Ty attended Princeton University for a time before failing too many courses. He continued to play tennis after transferring to Yale University, where he was captain of the team. Ty returned nearer to home to study medicine at the Medical College of Charleston. He did his intern work at the University of Georgia Medical School in his hometown, without the financial aid of his father. While on a fishing trip in Florida, he met his wife, Mary Frances Dunn, whom he married on June 13, 1942. Ty returned to Augusta to his practice, before moving to Dublin several years later. The Cobbs had three children, Ty, III, Charlie, and Peggy. In 1945, Dr. and Mrs. Cobb bought the Hardeman Blackshear home at 1108 Stonewall Street, where the senior Cobb reportedly visited him on at least one occasion.

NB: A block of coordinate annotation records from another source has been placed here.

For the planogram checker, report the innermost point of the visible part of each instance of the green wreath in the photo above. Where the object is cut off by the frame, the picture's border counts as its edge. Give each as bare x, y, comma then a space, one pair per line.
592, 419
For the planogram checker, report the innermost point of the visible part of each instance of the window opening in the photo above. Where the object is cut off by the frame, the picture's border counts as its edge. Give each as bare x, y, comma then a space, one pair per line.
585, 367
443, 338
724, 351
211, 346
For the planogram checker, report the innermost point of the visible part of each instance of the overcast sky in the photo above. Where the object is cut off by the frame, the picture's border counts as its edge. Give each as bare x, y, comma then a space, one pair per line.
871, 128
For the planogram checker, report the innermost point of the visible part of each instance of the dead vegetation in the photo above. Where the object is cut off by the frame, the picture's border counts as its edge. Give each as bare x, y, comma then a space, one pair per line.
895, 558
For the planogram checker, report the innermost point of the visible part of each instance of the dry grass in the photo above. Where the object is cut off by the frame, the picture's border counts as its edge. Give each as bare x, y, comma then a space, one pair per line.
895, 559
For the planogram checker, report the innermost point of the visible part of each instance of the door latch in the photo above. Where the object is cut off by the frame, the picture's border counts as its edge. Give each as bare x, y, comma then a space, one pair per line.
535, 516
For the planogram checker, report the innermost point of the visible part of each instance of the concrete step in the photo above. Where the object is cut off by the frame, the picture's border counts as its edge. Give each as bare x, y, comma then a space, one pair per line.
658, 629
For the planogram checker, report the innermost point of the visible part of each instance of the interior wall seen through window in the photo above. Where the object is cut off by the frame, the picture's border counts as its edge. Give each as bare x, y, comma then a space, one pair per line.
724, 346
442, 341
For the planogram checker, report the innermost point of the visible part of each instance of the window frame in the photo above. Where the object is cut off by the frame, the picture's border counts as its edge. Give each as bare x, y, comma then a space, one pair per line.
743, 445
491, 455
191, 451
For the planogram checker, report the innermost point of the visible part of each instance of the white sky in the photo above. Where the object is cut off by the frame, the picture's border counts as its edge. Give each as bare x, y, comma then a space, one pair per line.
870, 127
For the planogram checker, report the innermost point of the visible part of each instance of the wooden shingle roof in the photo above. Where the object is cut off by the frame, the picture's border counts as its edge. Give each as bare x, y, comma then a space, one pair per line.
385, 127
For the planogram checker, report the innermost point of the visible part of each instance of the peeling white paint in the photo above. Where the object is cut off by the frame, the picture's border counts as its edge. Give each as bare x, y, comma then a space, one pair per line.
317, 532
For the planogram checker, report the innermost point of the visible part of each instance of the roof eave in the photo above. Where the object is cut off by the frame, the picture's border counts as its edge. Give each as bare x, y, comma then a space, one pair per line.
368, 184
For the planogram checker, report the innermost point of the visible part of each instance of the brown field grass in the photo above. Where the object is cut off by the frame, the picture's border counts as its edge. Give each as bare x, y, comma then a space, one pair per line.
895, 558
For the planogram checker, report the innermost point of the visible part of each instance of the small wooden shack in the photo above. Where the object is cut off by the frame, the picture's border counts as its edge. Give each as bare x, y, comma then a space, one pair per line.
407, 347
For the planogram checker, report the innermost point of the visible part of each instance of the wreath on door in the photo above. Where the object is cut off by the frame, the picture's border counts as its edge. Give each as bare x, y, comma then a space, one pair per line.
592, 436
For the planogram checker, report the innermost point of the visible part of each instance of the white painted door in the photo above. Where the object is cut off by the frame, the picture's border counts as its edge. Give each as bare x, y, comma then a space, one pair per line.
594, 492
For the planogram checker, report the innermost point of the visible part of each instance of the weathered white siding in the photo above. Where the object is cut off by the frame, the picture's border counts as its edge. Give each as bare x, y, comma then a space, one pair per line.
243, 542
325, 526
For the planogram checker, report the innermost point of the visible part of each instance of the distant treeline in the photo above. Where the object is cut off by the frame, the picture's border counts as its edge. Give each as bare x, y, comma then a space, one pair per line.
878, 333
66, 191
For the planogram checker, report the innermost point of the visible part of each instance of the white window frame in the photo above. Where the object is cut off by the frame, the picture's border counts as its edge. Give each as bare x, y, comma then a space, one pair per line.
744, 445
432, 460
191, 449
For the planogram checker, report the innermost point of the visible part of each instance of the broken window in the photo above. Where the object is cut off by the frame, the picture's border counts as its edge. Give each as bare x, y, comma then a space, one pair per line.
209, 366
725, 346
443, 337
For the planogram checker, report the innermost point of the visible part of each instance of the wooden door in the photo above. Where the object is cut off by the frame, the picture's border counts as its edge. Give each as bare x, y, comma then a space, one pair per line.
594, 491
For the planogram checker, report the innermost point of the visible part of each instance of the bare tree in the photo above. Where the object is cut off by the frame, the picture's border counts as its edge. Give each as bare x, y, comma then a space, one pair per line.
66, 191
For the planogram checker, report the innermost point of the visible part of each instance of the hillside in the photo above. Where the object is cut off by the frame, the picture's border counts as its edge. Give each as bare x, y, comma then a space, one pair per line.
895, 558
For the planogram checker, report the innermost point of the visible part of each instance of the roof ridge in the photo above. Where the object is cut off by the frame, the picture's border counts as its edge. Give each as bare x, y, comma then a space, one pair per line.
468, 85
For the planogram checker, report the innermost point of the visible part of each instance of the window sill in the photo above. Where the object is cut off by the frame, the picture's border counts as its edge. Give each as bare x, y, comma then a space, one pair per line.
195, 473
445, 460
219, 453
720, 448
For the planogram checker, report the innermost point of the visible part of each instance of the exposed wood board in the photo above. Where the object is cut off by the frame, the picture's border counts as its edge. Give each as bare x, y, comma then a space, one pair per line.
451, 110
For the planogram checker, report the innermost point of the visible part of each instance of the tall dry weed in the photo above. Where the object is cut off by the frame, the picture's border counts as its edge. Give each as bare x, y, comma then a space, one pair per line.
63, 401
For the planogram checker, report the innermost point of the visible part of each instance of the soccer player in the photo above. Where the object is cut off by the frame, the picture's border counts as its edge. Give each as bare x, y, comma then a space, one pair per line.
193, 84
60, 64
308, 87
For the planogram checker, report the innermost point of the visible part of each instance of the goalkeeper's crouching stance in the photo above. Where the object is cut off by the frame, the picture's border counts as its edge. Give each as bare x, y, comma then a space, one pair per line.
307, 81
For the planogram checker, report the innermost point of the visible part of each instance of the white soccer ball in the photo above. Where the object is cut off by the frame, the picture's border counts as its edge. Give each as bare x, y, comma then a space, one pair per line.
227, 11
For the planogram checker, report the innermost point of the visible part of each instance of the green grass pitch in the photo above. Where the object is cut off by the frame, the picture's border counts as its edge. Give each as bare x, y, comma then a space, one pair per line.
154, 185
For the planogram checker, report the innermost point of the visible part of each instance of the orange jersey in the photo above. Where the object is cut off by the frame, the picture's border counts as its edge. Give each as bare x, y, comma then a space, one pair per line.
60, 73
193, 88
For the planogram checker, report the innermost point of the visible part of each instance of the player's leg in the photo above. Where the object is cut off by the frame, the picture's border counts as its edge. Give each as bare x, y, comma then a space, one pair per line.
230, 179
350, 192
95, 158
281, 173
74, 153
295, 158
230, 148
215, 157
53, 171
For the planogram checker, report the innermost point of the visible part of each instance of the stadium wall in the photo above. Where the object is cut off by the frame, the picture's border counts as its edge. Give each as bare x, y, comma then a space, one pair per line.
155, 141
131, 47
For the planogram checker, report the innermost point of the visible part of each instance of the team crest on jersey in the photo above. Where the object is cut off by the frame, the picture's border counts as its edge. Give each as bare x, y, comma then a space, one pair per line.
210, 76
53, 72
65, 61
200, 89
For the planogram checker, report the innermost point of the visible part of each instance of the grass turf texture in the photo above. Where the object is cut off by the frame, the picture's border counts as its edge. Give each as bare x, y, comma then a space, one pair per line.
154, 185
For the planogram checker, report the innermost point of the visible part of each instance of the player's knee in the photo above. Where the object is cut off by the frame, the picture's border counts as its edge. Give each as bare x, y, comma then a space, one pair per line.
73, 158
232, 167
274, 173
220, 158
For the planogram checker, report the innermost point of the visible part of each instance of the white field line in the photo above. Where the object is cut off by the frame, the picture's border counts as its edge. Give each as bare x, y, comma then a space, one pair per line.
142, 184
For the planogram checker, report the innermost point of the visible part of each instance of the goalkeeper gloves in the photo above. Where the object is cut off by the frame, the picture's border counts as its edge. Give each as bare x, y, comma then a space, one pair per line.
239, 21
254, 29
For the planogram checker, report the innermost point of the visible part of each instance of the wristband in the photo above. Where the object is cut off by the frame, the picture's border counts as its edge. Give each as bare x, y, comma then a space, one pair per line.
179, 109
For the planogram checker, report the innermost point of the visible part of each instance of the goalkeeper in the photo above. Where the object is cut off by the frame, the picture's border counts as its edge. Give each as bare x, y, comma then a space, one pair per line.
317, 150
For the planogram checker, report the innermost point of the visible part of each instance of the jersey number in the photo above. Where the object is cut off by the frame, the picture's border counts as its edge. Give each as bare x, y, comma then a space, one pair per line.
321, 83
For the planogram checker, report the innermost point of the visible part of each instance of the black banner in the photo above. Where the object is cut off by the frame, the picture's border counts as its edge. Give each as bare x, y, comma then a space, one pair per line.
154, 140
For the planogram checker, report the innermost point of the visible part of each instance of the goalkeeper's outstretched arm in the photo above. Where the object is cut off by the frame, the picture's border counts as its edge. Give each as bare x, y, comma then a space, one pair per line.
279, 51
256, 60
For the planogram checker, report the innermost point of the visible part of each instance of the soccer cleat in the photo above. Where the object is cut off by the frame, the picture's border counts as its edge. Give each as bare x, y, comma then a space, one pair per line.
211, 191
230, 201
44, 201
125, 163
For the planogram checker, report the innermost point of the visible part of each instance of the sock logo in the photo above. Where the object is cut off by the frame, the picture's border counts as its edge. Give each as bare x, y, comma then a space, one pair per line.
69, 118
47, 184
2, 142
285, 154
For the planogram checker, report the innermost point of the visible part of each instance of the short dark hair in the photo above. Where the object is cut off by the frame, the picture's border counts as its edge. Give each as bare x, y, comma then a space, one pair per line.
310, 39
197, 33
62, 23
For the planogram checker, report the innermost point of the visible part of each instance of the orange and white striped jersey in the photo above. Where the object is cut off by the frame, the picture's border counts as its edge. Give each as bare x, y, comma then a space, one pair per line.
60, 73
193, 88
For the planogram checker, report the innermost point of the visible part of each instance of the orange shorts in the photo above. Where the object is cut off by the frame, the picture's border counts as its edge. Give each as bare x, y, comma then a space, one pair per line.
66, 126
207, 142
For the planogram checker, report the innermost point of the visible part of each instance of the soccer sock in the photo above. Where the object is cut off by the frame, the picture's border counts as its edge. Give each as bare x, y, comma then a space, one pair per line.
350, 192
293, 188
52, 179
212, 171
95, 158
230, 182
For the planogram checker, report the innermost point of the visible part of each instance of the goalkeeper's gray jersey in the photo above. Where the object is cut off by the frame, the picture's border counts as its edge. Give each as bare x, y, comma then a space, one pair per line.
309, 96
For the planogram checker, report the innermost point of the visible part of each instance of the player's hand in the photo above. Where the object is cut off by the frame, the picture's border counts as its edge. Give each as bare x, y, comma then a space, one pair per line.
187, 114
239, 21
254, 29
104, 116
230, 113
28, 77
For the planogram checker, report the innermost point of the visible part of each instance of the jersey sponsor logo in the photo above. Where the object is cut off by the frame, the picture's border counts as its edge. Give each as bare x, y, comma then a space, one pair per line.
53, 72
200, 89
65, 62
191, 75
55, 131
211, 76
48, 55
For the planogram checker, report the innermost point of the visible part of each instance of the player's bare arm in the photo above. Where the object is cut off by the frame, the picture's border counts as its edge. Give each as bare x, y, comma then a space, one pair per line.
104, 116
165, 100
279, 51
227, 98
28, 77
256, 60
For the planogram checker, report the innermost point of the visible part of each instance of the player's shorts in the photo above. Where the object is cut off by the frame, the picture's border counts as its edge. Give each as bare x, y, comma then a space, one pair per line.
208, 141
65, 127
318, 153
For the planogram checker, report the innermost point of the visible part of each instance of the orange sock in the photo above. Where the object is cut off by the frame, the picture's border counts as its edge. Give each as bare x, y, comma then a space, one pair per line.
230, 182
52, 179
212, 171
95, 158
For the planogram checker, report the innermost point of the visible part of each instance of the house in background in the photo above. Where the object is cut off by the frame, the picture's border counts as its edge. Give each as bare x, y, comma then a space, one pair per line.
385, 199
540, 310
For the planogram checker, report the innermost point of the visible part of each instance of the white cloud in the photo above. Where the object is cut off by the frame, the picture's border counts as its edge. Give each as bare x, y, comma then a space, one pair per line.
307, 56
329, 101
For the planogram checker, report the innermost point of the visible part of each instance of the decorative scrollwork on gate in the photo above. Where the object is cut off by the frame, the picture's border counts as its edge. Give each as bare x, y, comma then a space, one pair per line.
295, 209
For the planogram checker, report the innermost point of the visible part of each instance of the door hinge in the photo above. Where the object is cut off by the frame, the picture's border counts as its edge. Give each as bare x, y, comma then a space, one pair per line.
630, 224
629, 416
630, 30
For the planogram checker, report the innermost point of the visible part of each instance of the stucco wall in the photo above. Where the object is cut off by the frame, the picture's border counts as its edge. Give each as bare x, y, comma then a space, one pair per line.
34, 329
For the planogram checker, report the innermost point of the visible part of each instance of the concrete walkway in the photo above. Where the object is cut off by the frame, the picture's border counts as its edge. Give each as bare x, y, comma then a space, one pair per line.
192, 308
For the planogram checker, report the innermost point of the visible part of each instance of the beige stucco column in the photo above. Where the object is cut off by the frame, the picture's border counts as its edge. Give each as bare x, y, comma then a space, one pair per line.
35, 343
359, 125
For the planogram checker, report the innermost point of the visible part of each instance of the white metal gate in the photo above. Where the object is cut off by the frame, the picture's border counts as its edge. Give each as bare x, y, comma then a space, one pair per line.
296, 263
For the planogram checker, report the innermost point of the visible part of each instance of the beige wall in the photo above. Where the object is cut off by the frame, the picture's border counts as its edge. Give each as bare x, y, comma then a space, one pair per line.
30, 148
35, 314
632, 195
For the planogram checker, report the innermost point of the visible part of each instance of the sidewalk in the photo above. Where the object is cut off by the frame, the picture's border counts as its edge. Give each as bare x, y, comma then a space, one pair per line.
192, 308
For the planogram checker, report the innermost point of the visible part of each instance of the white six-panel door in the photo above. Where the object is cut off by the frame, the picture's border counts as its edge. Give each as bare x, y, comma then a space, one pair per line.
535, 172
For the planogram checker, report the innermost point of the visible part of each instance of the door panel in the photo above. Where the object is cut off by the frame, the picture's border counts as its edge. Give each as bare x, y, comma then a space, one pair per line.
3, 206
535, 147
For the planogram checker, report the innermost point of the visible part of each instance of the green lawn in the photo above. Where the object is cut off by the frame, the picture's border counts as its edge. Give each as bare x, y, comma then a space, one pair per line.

Dr. Cobb played very little organized baseball. He did love baseball. "He was my doctor, my favorite doctor," Wash Larsen recalled. "I still remember going into his office in the Thompson hospital on Rowe Street. It was a thrill just to go in and listening to his stories about baseball, and he had some good ones," Larsen said. Larsen and his friends practiced baseball on the ball field at the old fairgrounds at the corner of Telfair and Troup Streets. "Nearly every day, Dr. Cobb would pull up to the ballfield in his sports car. He would get out and ask if he could play ball with us. We said sure, of course, Dr. Cobb," Larsen said. After all, he was Ty Cobb, not the ball player, but as close as the young boys would ever get to him. "He hit all of our baseballs over the fence into the kudzu-lined ravine across the road and then left," Larsen fondly remembered. Larsen and his friends went to the kudzu patch and found every ball they could, hoping that Dr. Cobb would come back the next day and hit them over the fence again, which he did. Dr. Cobb was one of the better golfers in Dublin. He loved hunting. One day he was out on the Oconee River hunting for game birds. When he hit his first wild goose, he found a band on the bird's leg. Cobb stated, "I nearly fell out of the boat." The bird came from a wildlife refuge and the home of his friend, the famous Jack Miner. The Ontario refuge, where Cobb had visited many times as a child and an adult, was home to thousands of birds under the protection of the Canadian government.

As a doctor, Ty Cobb became one of Dublin’s finest and most respected physicians. Cobb joined Doctors A.T. Coleman and Fred Coleman and the American Legion in calling for the construction of a county hospital in Dublin. Early in 1952, Dr. Cobb was diagnosed with a brain tumor. He underwent an operation and lived for a time with his sister Shirley Beckworth in New York. The family kept him in New York, knowing that the hot Dublin summers wouldn’t be good for him. Although he looked healthy, the cancer was destroying his brain. In a poignant meeting, Ty, Sr. offered to give Ty, Jr. a bird dog. Ty had enough memory left to realize that his father had never given him anything.

Tyrus Raymond Cobb, Jr. died on September 9, 1952. He was entombed in the family mausoleum in Palo Alto, California. His father died in 1961 and his mother in 1975. She was entombed by her sons, while Ty, Sr. chose to be laid to rest in his hometown of Royston. Dr. Cobb’s fellow Dublin Rotary Club members started a memorial scholarship fund in his memory dedicated to providing scholarships to medical students. Dr. Cobb’s son, Charlie probably summed up the essence of his father when he said, " I don’t care what time he came in from treating his patients or delivering babies – sometimes two or three in the morning – my father always would come into our bedrooms and give us a kiss. I probably remember that more about him than anything else."